Lack of Access Control, anyone can trigger the withdraw function

Author Revealed upon completion

Lack of Access Control, anyone can trigger the withdraw function

Description

  • The withdraw() function is intended to be an administrative action that allows the contract owner to sweep the treasury balance once the treasure hunt has concluded (when claimsCount meets or exceeds MAX_TREASURES).

  • The function is missing an access control modifier (such as onlyOwner), allowing any external account to trigger the transfer of the contract's entire Ether balance to the owner's address.

// Root cause in the codebase with @> marks to highlight the relevant section
// @> function withdraw() external {
require(claimsCount >= MAX_TREASURES, "HUNT_NOT_OVER");
uint256 balance = address(this).balance;
require(balance > 0, "NO_FUNDS_TO_WITHDRAW");
(bool sent, ) = owner.call{value: balance}("");
require(sent, "ETH_TRANSFER_FAILED");
emit Withdrawn(balance, address(this).balance);
}

Risk

Likelihood:

  • The function visibility is set to external and contains no caller validation, making it accessible to any user on the network

  • Blockchain monitoring bots (griefers) constantly scan for unprotected functions to execute them as soon as the state-based requirements (claimsCount) are satisfied.

Impact:

  • An unauthorized party can force a withdrawal at an inconvenient time for the owner, potentially causing issues with tax accounting, fund management, or cold-storage readiness.

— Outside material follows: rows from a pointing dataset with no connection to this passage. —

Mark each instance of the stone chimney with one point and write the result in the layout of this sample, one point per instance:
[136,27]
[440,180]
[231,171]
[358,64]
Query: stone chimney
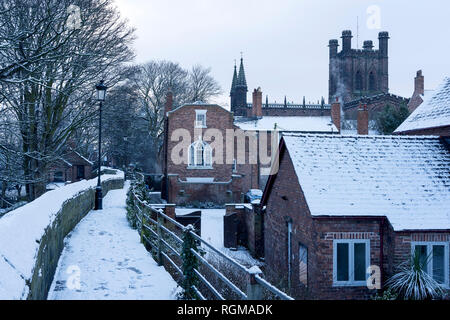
[363,120]
[257,103]
[419,83]
[169,101]
[336,114]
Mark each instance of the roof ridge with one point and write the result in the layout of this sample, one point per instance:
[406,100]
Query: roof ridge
[395,137]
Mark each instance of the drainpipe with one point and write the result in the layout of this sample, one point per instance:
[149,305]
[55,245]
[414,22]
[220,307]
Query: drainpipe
[381,251]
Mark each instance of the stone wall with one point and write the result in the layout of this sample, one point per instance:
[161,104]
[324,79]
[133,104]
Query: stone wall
[52,243]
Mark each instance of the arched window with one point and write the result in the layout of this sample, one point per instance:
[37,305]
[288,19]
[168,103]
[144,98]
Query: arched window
[358,81]
[200,154]
[372,82]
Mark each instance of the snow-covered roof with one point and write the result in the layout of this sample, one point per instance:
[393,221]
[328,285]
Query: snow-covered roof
[433,112]
[196,105]
[294,124]
[406,179]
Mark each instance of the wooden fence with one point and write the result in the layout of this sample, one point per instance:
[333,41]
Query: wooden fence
[185,254]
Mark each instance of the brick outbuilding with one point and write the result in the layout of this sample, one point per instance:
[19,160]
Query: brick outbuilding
[340,204]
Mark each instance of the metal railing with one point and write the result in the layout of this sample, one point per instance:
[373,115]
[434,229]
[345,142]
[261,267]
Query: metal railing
[184,253]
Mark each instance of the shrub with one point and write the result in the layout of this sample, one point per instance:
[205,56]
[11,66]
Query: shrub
[412,282]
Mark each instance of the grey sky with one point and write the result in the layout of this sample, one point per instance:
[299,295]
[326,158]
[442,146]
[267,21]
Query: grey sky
[285,42]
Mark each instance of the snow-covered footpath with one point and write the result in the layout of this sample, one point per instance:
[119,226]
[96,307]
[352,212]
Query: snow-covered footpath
[21,231]
[104,259]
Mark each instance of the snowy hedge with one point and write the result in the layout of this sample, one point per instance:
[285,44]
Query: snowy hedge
[32,236]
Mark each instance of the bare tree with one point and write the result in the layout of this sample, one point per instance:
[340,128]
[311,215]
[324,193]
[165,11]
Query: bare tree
[153,80]
[52,96]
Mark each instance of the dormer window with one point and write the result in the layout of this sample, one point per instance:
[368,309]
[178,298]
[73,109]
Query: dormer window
[200,118]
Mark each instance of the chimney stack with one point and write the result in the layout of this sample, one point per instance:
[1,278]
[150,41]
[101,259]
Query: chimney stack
[169,101]
[257,103]
[419,83]
[346,40]
[363,120]
[336,114]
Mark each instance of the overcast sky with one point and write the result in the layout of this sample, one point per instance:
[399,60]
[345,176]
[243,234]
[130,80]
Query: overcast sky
[284,42]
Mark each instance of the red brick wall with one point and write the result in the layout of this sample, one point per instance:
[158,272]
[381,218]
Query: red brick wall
[287,202]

  • If the owner is a smart contract (like a multisig) that is temporarily unable to receive ETH due to a configuration error, an attacker can intentionally trigger the withdrawal to "lock" the function in a failed state or force the owner to deal with the failure prematurely.

Proof of Concept

The PoC demonstrates that the withdraw() function relies entirely on system state rather than caller identity.

  1. State Bypassing: The test uses low-level storage manipulation (vm.store) to force the contract into a "Post-Game" state. This proves that the vulnerability is not tied to the game logic itself, but exists as a standalone flaw once the game's conditions are met.

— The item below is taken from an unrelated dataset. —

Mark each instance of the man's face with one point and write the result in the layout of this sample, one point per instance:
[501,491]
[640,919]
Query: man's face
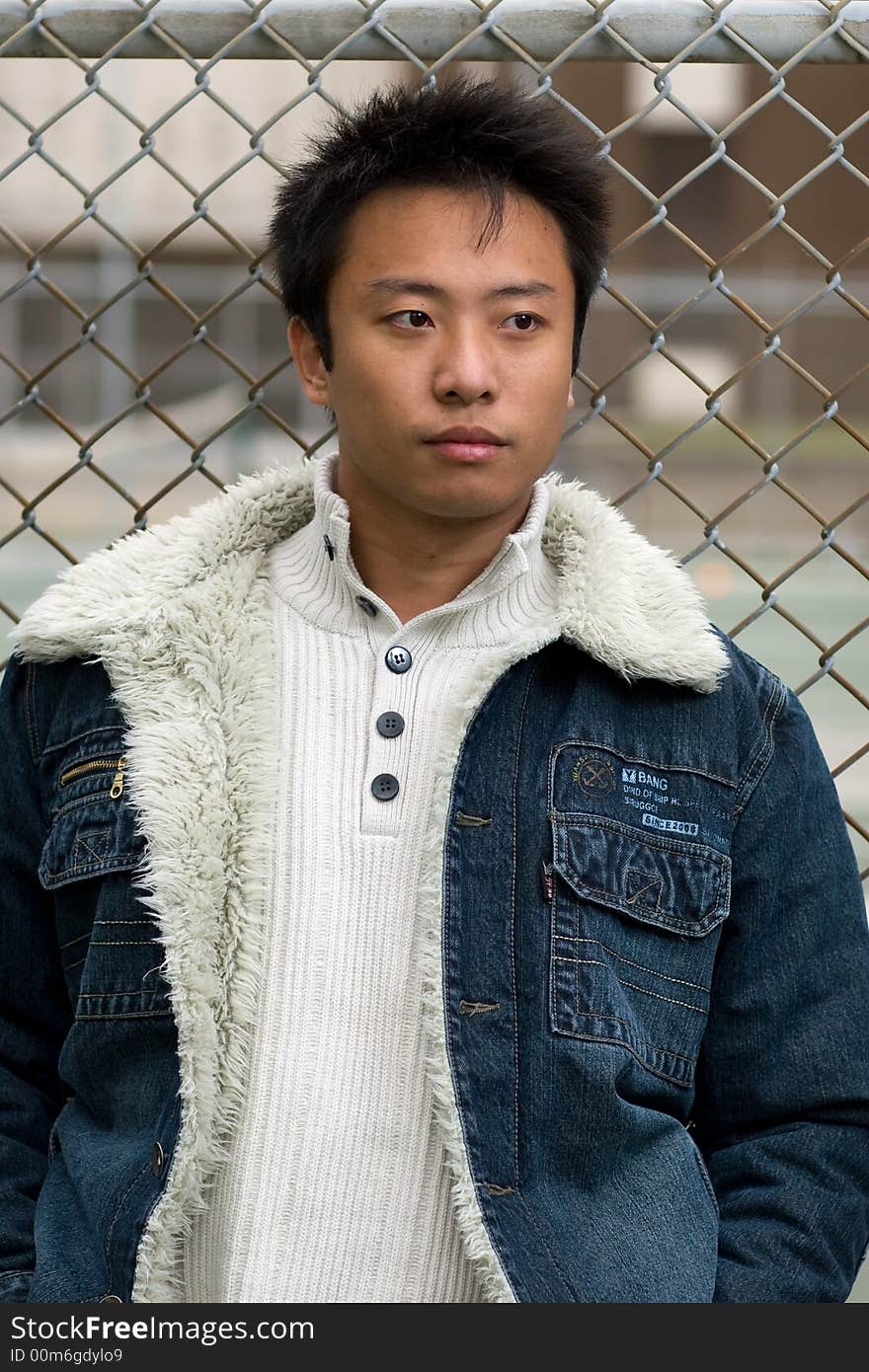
[409,364]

  2. Access Verification: By executing the function from a randomly generated address (the attacker), the PoC confirms that the Ethereum Virtual Machine (EVM) finds no restrictions on who can initiate the transaction.

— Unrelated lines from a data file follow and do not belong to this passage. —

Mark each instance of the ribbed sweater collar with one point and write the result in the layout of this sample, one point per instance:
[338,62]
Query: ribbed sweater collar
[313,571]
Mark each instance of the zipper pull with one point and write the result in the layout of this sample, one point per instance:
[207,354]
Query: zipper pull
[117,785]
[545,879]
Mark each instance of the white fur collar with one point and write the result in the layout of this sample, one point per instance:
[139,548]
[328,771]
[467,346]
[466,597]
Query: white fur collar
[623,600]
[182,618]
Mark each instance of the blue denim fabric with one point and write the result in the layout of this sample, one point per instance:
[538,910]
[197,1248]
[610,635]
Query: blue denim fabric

  3. Resulting Action: The PoC concludes by verifying that the contract balance was successfully moved. Even though the funds were sent to the owner, the fact that an unauthorized third party could dictate the timing and execution of this high-value transfer is the core of the proof.

// Run with: forge test --match-test test_PoC_LackOfAccessControl
function test_PoC_LackOfAccessControl() public {
// Setup: Contract has funds
vm.deal(address(hunt), 10 ether);
uint256 max = hunt.MAX_TREASURES();
// Simulate hunt completion via storage manipulation
for (uint256 i = 0; i < 10; i++) {
vm.store(address(hunt), bytes32(i), bytes32(max));
if (hunt.claimsCount() == max) break;
}
// Unauthorized user triggers withdrawal
vm.prank(address(0xBAD));
hunt.withdraw();
// Verification: Funds were moved despite unauthorized caller
assertEq(address(hunt).balance, 0);
}

Recommended Mitigation

By adding the onlyOwner modifier, the contract introduces a mandatory check at the very beginning of the function execution. This check compares the msg.sender (the person calling the function) against the stored owner address.